Indeed, using the bulk system makes a night and day difference. Definitely
worth making the minor changes to logic in the loader. Thanks for the help.
It's very different in term of performance, especially if you have
multiple shards (5 by default).
So, use it if you can.
You can try a simple script to test performance. Insert 100 000 docs in a
loop without using bulk or using a bulk with size of 10 000 docs.
I bet you will see the gain.
David
Le 14 janvier 2013 à 19:59, Zachary Tong <zachar...@gmail.com<javascript:>>
a écrit :
Having never used the bulk api, I have no idea what the performance
difference is. Before rewriting your code, I'd try the configuration
tweaks first (turning off replication, changing refresh rates, etc).
Goodluck!
-Z
On Monday, January 14, 2013 1:44:08 PM UTC-5, Omega Mike wrote:
Thanks for the link to the tips. I've seen the bulk API, which is
definitely a possibility to use, it'll just require some re-engineering of
the insertion mechanism we have, beyond the conversion from Mongo to ES, so
I was half hoping/half being lazy in hoping that a more drastic change like
that could be avoided. That being said, if the bulk performance is really
that great, the changes can obviously be made.
On Monday, January 14, 2013 11:04:40 AM UTC-6, Zachary Tong wrote:
Have you tried the bulk indexing API?
Elasticsearch Platform — Find real-time answers at scale | Elastic
I'm not entirely familiar with PyES, but I think it implements the bulk
API too: http://www.elasticsearch.org/guide/reference/api/bulk.html
Bulk load ElasticSearch using pyes | dave dash
Also try some of the tips Shay recommends here: http://davedash.com/2011/02/25/bulk-load-elasticsearch-using-pyes/
https://groups.google.com/d/msg/elasticsearch/APWxRLrMOeU/HxZEyY0Yx_sJ
-Zach
On Monday, January 14, 2013 10:54:57 AM UTC-5, Omega Mike wrote:
I am currently testing ES as a replacement for MongoDB in a custom
centralized logging mechanism. Using Mongo, I am able to throughput entries
into the current instance at a rate of 500-800/second on average with peaks
of 1200/second. These are one-line log entries, broken down into JSON
objects by a Python program and inserted into a dedicated Mongo collection
for each remote logging host.
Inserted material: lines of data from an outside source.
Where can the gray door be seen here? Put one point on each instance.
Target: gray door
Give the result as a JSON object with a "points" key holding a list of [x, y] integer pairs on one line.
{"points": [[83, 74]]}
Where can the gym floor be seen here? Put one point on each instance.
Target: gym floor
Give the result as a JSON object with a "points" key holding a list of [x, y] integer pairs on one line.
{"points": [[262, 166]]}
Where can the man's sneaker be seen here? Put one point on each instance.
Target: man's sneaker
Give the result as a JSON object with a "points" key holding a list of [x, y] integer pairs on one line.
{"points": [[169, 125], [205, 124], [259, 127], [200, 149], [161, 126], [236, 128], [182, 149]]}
All of this being said, I haven't been able
to squeeze much more performance out of MongoDB, aside from throwing more
hardware behind it (which is slightly frowned upon at the moment).
TL;DR
Basically, it seems as though ES will fit our purposes
more closely (especially in search performance). That being said, I have
setup an ES instance on the same hardware (MongoDB is shutdown for testing)
and while the search performance seems great, for what I've been able to
insert so far, the actual inserting or indexing performance is nowhere near
adequate. I'm currently only able to insert around 25 entries per second,
obviously nowhere near the performance of MongoDB.
I haven't been able to find any great information on tuning the
performance of inserts in ES at all, so if anyone could point me to those
that'd be awesome. Otherwise, as for my current setup, I'm using 0.20.2
(installed with the typical extract and splat method on CentOS 6), I'm
using the pyes Python library to interface with ES, the program inserting
is running locally on the same box, which is a VM with four cores @ 2.67GHz
and 4GB RAM. I'm not hitting any sort of disk limitation yet (which on the
back-end is hosted on the company SAN which has much of our production
environment) they way I have been with MongoDB.
Thanks in advance for any help anyone might be able to offer me.